As opposed to these favorable indicators, foreign trade deficit grew significantly (the year-on-year growth in the first eleven months was 27.2 percent). Very high growth rates were also observed in bank credits (at end-November credits to households were 40.3 percent and corporate credits 21.4 percent higher than in the same month previous year). Considering that the growth in bank placements is based on the growth in foreign liabilities rather than on domestic deposits, it is clear that the increased domestic consumption is financed by foreign bank borrowing. This has a disturbing impact on the balance of payments and the external debt growth, and temporarily generates strong appreciation pressures. A continuation of such trend could threaten macroeconomic stability.

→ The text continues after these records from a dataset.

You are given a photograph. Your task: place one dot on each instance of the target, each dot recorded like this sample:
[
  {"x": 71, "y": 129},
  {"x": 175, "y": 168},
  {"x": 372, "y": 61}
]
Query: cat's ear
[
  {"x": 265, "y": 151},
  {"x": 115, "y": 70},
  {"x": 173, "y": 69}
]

According to the central bank estimates, an annual increase in placements of 16 percent would be enough to support further economic growth, without putting too much pressure on the balance of payments and foreign borrowing. It was therefore decided that banks whose placements grew more than: 4 percent by end-March, 8 percent by end-June, 12 percent by end-September or 16 percent by the end of the year, should be obliged to purchase CNB bills to the amount twice as high as the amount in excess of the above mentioned rates. The maturity of the purchased bills will be 91 days, with the annual interest rate of 0.50 percent. However, the central bank will not repurchase them or accept them as collateral for a Lombard loan, neither will the banks be allowed to sell them to another party before maturity.

As of the beginning of February, the decision that obliged banks to maintain a minimum 53 percent coverage of their foreign exchange liabilities by the foreign exchange claims ceases to be valid. Instead of that, a new decision prescribes a minimum of 35 percent coverage of the extended base, and that coverage will have to be maintained on a daily basis. The former decision allowed some evasions in the way that banks ensured the prescribed claims/liabilities ratio only on the last day of the month by taking on short-term loans abroad. As certain banks are not capable of meeting the new requirements immediately, there will be a transition period for gradual adjustment.

The remuneration paid by the Croatian National Bank for the kuna part of the reserve requirements was reduced from 1.75 percent to 1.50 percent. This change was based on a decrease in deposit interest rates of banks (the average interest rate on kuna deposits not indexed to a foreign currency was 1.58 percent, of which only 1.28 percent on deposits of legal entities), as well as on a decrease in interest rates in interbank trading (over the last three months the interest rate on overnight loans ranged between 0.24 percent and 3 percent; in December, the average overnight rate on the Zagreb Money Market stood at 1.8 percent, and was half as high in direct interbank trading).

Pursuant to the amendment to the Decision regulating the issue of the approval to a domestic person for holding foreign exchange deposits in an account abroad, such approval can only be given to the applicants who have no unsettled balances in their domestic regular operations accounts.

The CNB Council agreed to the proposal of the Supervisory Board of Privredna banka Zagreb d.d. to nominate Božo Prka for a second term of office as chairman of the Management Board of that bank, with Ivan Gerovac, Davor Holjevac, Tomislav Lazarić, Giancarlo Mirande and Draženko Pavlinić as the Management Board members.

Zagrebačka banka d.d. Zagreb was given prior approval for a merger with Cassa di Risparmio di Trieste- Banca d.d. Zagreb. As both financial institutions belong to the same banking group, this merger is not going to change the ownership structure of the banking system.